The question of who the author is might have been quite simple: almost all prominent Elizabethans have been mentioned and there are arguments made for their being the author by one conspiracist or another. Whoever is promoted by one of them is always provided with a reason why he couldn’t put himself forward as the author.
The Stratfordists fight back with their own arguments in favour of Shakespeare’s authorship. Their case is more than a series of arguments – it’s a huge body of evidence. It’s pretty weighty so I will summarise it very briefly. It’s significant that nearly all Shakespeare scholars and academics believe that the author referred to as ‘Shakespeare’ was the same William Shakespeare who was born in Stratford-upon-Avon in 1564 and who died there in 1616.
Elizabethan London had scores of playwrights and most of them came from humble backgrounds, sometimes even more humble, like Shakespeare’s friend, Ben Jonson, the son of a bricklayer. No-one suggests that someone else wrote Ben Jonson’s plays, and neither Ben Jonson nor any other of Shakespeare’s contemporaries suggested that their colleague, William Shakespeare, whom they knew well, did not write the plays performed in his name. Moreover, not only did Shakespeare’s name appear on the title pages of poems and plays but he was referred to at least twenty-three times in different documents. Also, there is substantial documentary evidence attesting to the author having been the same Shakespeare whose home was in Stratford. For example, in 1598 Frances Meares named Shakespeare as a playwright and poet in his Palladis Tamia, referring to him as one of the authors by whom the ‘English tongue is mightily enriched,’ and he names twelve plays written by Shakespeare, including one, Love’s Labours Won, that has been lost.
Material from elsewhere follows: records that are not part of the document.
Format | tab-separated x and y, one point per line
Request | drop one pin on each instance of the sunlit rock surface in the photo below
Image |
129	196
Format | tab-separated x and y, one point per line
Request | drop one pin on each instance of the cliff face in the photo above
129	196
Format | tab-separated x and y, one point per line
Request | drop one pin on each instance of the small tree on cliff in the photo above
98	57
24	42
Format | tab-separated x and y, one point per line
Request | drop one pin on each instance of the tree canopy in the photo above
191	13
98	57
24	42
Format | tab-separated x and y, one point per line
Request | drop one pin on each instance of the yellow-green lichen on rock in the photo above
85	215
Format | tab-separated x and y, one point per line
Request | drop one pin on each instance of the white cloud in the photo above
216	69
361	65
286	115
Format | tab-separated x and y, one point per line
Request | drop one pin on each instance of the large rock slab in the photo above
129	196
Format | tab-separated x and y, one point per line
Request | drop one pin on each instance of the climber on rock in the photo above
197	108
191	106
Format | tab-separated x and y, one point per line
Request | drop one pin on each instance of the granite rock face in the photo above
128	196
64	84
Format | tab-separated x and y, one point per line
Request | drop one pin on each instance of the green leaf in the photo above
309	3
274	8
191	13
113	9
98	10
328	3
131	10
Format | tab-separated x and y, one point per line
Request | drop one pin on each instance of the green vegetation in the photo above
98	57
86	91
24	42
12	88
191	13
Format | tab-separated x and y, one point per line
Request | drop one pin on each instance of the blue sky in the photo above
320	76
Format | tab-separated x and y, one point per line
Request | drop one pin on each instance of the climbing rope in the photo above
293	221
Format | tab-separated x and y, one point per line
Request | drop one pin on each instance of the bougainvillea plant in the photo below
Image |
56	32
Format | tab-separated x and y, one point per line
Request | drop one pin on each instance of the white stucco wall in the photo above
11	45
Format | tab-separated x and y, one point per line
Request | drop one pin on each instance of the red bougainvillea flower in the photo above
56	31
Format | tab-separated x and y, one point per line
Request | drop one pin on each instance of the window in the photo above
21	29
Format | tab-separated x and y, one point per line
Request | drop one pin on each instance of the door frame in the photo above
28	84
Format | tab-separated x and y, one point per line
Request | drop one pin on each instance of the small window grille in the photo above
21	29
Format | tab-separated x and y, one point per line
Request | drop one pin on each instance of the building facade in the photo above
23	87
A powerful argument in favour of Shakespeare being the author of the plays is that there are records from his lifetime of books of his plays being printed, his authorship being attested to by the official stationers. There are at least three such references, referring to the printing of Much Ado About Nothing, Henry IV Part 2 and King Lear, and also to their performances at the Globe.
Mainstream Shakespeare scholars maintain that the convergence of documentary evidence for Shakespeare’s authorship—title pages, testimony by other contemporary poets and historians and official records—is the same as that for any other author of the time. No such supporting evidence exists for any other candidate, and Shakespeare’s authorship was not questioned during his lifetime or for centuries after his death.
Surely there can be no stronger proof of Shakespeare’s role of playwright than records of the acknowledgment of that by his friends and colleagues. Scores of actors and writers referred to him, identifying him as a writer. After his death there were several eulogies that spoke of his work by poets like Hugh Holland, Leonard Digges, and most convincing, Shakespeare’s friend and workmate, Ben Jonson: To the Memory of My Beloved the Author, Mr William Shakespeare and What He Hath Left Us, published in the First Folio in 1623.